The figure of Freddy himself is a masterful creation in that his mere outline merits a laugh at best as his lanky stature and mismatched wardrobe evokes images of a homeless derelict. But, by giving him a haunting back story and compounding it with daunting determination propelled by an insatiable bloodlust atop seeming omnipotence, the non sequitur nature of the subconscious is made manifest in Craven’s cunningly logically contradictory antagonist. Furthermore, narrative suspense is created and maintained in Freddy’s framing of Rod before strangulating the character, making Rod’s death appear to the authorities as a confession of guilt. Thus, Kruger artfully murderers without bringing undue suspicion upon himself, leaving the burden of guilt upon unreliable teenagers who, outwardly, are suffering from mass hysteria prompted by sleep deprivation. The director further implements his use of color theory by housing the figure in a red and green sweater, complimentary hues which are visually difficult to process as he alternates them as signal colors for the villain. Lastly, ambiguity shrouds the character of Freddy until the film’s climax in that we are only permitted to catch fleeting glances of Kruger as he diligently remains in the shadows.

Amusingly, Craven pauses to highlight and mock some of the more trite aspects of the subgenre, one of which is its propensity to present obvious twenty-something actors as clueless teens. He satirizes this clichéd habit by having 15 year-old Nancy state, “Oh, God, I look twenty years old!” Also, unlike his unseen or veiled predecessors–Jason Voorhees, Mike Myers, or Billy in Bob Clark’s Black Christmas–Freddy does not hide behind a mask and is brought into clear view by the finale. Further countering genre norms, the “Final Female,” who stereotypically only survives due to luck and perseverance, is recast as Nancy, a steadfast, resourceful young woman who not only has the critical acumen to burn herself during a dream in order to jolt herself into consciousness, but has the critical mindset to engineer two booby traps in which to slow the attack of her assailant.

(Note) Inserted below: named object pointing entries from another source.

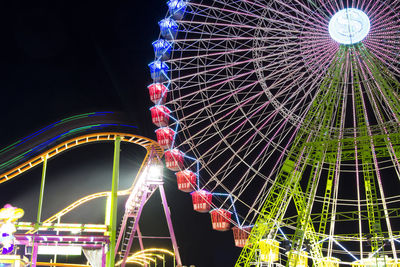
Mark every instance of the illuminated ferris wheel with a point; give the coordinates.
(283, 118)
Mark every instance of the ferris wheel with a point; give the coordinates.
(282, 118)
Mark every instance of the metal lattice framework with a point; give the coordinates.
(301, 131)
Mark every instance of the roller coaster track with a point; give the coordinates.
(147, 143)
(73, 126)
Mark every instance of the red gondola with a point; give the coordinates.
(174, 159)
(160, 115)
(158, 93)
(220, 219)
(186, 180)
(201, 201)
(165, 137)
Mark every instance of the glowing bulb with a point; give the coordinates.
(155, 172)
(349, 26)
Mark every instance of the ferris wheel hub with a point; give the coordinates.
(349, 26)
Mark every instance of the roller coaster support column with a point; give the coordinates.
(41, 191)
(169, 222)
(112, 212)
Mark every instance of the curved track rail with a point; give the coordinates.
(147, 143)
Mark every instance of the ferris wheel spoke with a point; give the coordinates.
(258, 86)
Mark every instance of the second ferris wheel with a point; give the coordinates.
(282, 117)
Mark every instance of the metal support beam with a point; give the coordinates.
(169, 222)
(113, 207)
(39, 215)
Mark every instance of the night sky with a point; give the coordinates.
(63, 58)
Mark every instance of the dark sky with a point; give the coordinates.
(62, 58)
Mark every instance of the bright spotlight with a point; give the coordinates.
(349, 26)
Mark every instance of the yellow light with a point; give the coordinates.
(269, 250)
(147, 254)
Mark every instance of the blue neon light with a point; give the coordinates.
(162, 49)
(349, 26)
(177, 8)
(168, 28)
(158, 71)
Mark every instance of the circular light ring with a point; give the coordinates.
(349, 26)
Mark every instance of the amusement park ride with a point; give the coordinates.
(99, 242)
(283, 117)
(280, 117)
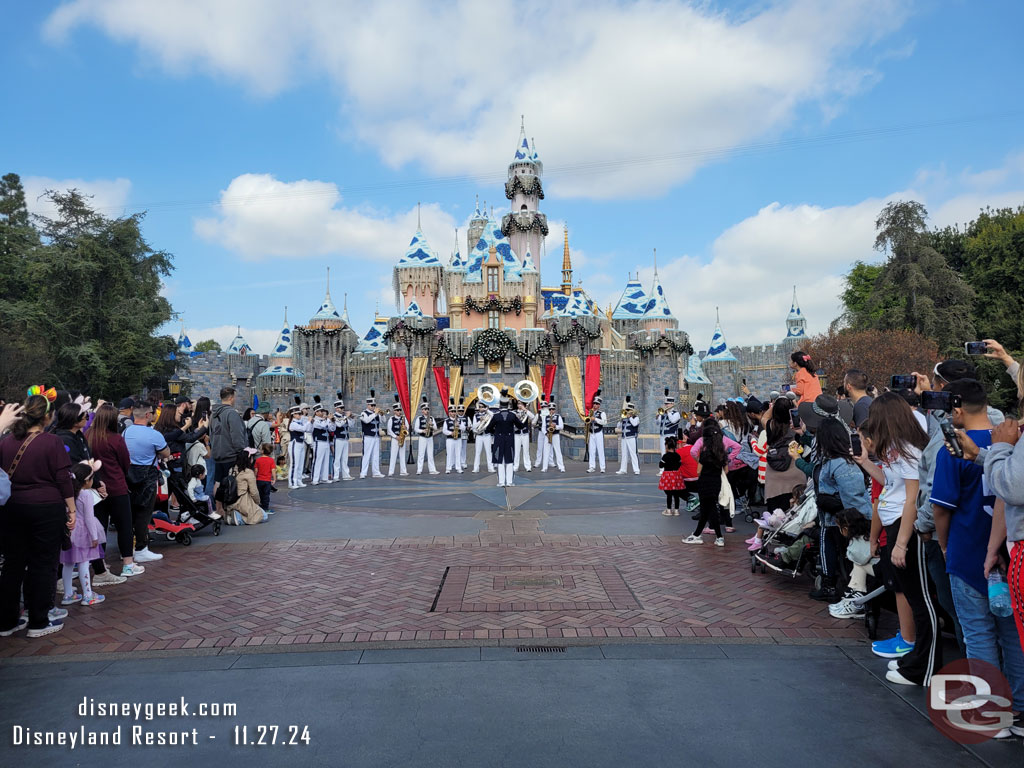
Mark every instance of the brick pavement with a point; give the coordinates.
(372, 590)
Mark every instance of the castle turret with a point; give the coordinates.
(658, 316)
(418, 275)
(327, 316)
(524, 225)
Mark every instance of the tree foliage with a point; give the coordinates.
(80, 298)
(914, 289)
(879, 353)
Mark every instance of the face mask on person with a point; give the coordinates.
(859, 551)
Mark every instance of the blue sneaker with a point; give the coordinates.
(894, 647)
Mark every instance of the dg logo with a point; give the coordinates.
(970, 700)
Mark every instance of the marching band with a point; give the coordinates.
(501, 426)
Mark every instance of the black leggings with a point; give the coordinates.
(117, 508)
(672, 499)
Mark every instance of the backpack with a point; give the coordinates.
(778, 458)
(228, 491)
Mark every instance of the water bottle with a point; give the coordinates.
(998, 595)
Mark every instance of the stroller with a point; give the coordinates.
(796, 534)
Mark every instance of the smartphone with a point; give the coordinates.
(950, 436)
(940, 401)
(903, 381)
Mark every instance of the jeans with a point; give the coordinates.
(31, 538)
(937, 570)
(989, 637)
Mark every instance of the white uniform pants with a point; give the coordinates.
(399, 455)
(341, 460)
(425, 450)
(597, 450)
(371, 456)
(296, 461)
(628, 452)
(322, 461)
(506, 473)
(521, 451)
(553, 453)
(453, 455)
(483, 444)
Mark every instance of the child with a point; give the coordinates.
(197, 491)
(672, 480)
(87, 540)
(264, 475)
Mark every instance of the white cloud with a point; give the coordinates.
(261, 340)
(599, 81)
(755, 263)
(109, 197)
(261, 217)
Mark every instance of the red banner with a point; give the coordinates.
(440, 376)
(549, 380)
(591, 380)
(399, 374)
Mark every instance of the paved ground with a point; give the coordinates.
(359, 607)
(429, 558)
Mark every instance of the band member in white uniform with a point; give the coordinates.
(482, 438)
(371, 423)
(502, 427)
(297, 430)
(553, 448)
(629, 427)
(342, 423)
(394, 427)
(453, 439)
(464, 427)
(596, 437)
(540, 437)
(668, 423)
(323, 436)
(526, 420)
(425, 427)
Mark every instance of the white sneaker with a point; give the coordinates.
(107, 579)
(144, 555)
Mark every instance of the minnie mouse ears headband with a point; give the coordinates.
(50, 394)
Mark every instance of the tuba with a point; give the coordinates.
(525, 391)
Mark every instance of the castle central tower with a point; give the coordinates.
(525, 226)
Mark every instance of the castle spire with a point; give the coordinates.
(566, 264)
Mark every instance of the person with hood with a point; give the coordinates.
(227, 437)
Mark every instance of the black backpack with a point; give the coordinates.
(228, 491)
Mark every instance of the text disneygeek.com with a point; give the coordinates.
(249, 734)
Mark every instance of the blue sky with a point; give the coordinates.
(751, 143)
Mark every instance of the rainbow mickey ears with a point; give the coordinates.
(50, 394)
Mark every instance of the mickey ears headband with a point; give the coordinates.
(50, 394)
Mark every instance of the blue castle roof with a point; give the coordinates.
(634, 302)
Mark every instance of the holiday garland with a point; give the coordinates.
(648, 348)
(509, 305)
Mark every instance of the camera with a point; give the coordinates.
(940, 401)
(903, 381)
(950, 437)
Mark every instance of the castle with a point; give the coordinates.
(486, 317)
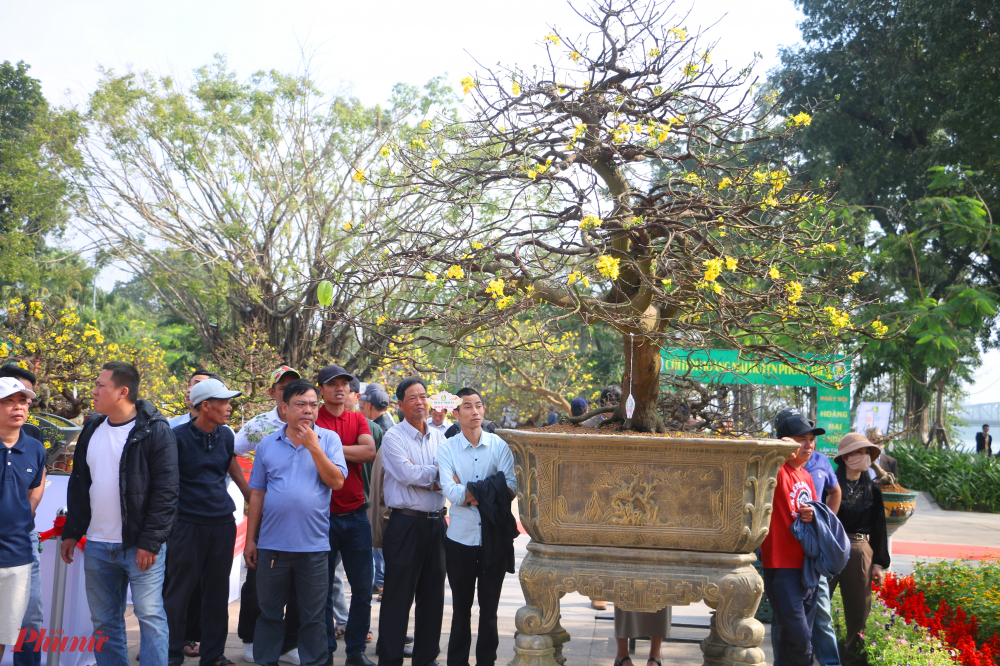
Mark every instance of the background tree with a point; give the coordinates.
(66, 355)
(613, 185)
(35, 140)
(234, 198)
(908, 85)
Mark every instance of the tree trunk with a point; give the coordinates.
(915, 419)
(642, 367)
(939, 432)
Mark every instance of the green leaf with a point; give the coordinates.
(324, 293)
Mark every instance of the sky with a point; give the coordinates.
(359, 47)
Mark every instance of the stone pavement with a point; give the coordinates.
(930, 530)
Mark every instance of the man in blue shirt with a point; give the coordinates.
(470, 456)
(22, 470)
(294, 471)
(794, 425)
(33, 616)
(202, 541)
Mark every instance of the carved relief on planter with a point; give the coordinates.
(649, 492)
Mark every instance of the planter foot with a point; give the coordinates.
(532, 650)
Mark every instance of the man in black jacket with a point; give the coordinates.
(123, 496)
(984, 441)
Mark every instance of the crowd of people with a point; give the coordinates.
(844, 507)
(330, 486)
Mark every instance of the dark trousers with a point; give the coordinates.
(250, 611)
(275, 572)
(414, 569)
(856, 590)
(199, 555)
(794, 607)
(351, 538)
(465, 567)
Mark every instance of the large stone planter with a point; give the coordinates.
(643, 522)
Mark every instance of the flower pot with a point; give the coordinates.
(695, 494)
(898, 509)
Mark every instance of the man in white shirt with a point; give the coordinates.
(472, 456)
(438, 421)
(413, 542)
(126, 521)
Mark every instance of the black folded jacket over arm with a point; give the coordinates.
(499, 527)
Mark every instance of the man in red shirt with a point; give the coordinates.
(782, 557)
(350, 531)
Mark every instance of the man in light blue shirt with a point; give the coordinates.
(294, 471)
(471, 456)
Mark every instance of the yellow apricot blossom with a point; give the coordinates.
(608, 266)
(496, 288)
(801, 119)
(713, 268)
(794, 291)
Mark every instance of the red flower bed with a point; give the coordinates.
(900, 593)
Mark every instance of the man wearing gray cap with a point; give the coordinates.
(201, 545)
(374, 404)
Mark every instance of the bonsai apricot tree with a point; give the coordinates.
(629, 182)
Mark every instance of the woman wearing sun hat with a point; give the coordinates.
(863, 517)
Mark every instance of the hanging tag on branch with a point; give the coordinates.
(630, 403)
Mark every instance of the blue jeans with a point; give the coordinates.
(351, 538)
(824, 637)
(275, 572)
(109, 572)
(379, 563)
(33, 617)
(793, 607)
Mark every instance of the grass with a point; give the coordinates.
(957, 480)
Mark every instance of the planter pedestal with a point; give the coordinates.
(645, 523)
(639, 580)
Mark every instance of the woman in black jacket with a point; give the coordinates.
(863, 517)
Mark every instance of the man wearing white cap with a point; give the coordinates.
(22, 470)
(201, 544)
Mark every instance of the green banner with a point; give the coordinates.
(724, 366)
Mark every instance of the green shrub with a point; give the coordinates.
(957, 480)
(891, 641)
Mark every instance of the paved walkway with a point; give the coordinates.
(930, 532)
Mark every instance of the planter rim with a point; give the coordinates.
(687, 441)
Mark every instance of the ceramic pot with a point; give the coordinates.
(695, 494)
(898, 509)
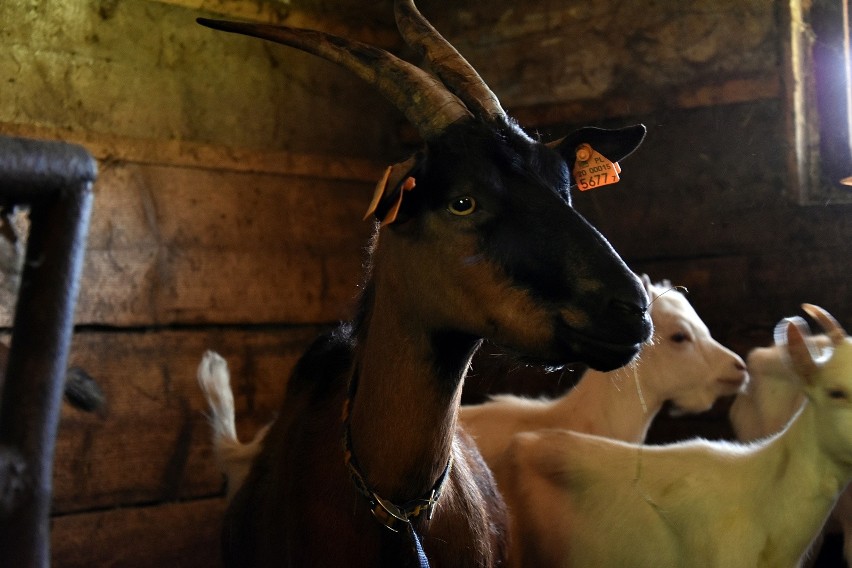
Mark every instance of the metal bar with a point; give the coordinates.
(55, 180)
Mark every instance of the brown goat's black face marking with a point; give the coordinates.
(574, 297)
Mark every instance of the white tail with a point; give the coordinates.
(234, 458)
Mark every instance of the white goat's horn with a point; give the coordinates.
(830, 325)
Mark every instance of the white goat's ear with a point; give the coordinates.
(793, 333)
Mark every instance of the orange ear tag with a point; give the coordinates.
(377, 194)
(407, 185)
(592, 169)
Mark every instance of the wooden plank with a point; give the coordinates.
(179, 535)
(152, 443)
(145, 70)
(185, 244)
(111, 149)
(588, 110)
(555, 53)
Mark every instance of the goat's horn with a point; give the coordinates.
(453, 69)
(830, 325)
(421, 97)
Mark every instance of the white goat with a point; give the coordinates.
(582, 500)
(234, 458)
(683, 363)
(770, 401)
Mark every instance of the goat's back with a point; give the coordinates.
(299, 507)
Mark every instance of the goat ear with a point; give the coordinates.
(387, 203)
(793, 333)
(646, 283)
(615, 145)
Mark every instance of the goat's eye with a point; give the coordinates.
(679, 337)
(462, 206)
(837, 394)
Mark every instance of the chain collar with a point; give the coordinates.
(389, 515)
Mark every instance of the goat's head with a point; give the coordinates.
(478, 227)
(826, 376)
(690, 367)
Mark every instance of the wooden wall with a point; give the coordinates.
(233, 176)
(232, 181)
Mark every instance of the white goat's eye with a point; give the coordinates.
(462, 206)
(837, 394)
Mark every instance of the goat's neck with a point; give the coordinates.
(808, 480)
(403, 414)
(610, 404)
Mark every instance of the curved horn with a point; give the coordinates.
(453, 69)
(423, 99)
(830, 325)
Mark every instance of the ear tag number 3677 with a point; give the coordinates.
(592, 169)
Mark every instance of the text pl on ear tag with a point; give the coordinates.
(592, 169)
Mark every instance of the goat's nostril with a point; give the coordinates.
(628, 308)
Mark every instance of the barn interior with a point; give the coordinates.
(233, 175)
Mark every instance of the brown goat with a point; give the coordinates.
(477, 239)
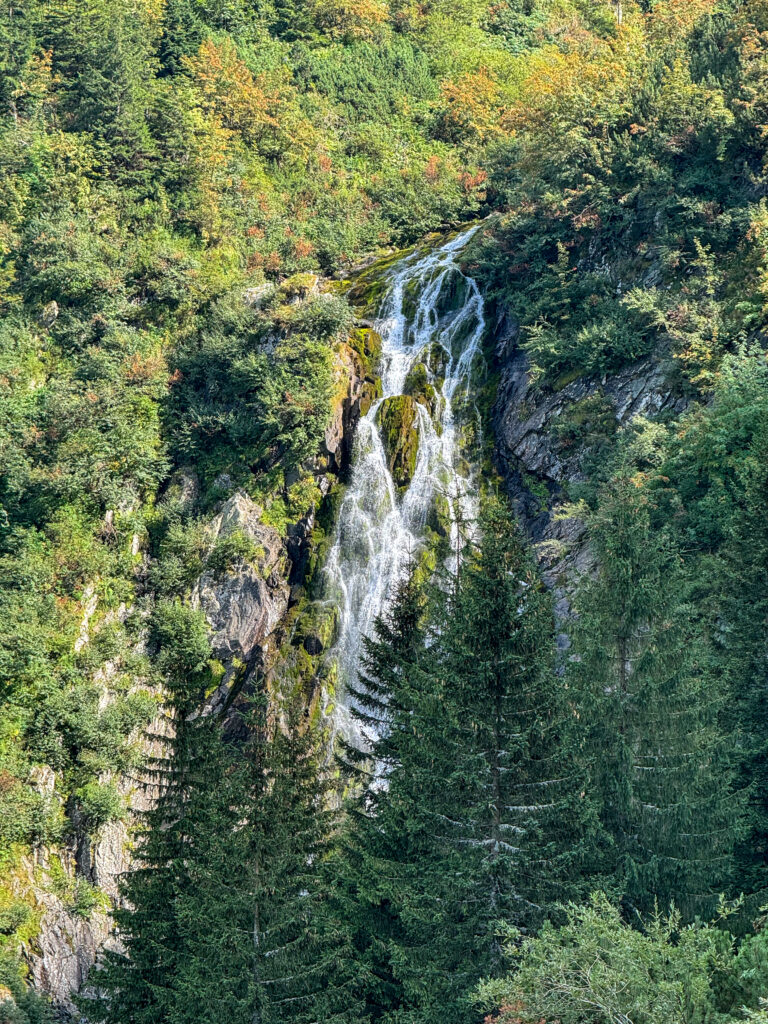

The only quibble I had with the film might not even be valid. Between 12:10 and 12:20, Nancy concocts two booby traps and has a heartfelt chat with her mother, all the while allotting herself ten minutes in which to lull into sleep. The reason I state this critical citation may not be sound is, if the film is a dream (or at least this segment of it), the compression of time is easy justifiable.

Wes Craven not only prompted the continuation of the slasher genre well into the early 1990’s with his surreal nightmare, but his contribution to the field is a staple of early postmodern horror as it readily stands alongside John Carpenter’s The Thing, Stanley Kubrick’s The Shining, John Landis’s An American Werewolf in London, and Sam Raimi’s Evil Dead films in this regard. Interestingly, A Nightmare on Elm Street is an abridgement of the director’s later masterpieces as the separation between fantasy and reality is breeched long before New Nightmare, while postmodernism is addressed over a decade before Craven would invigorate the subgenre once more with Scream.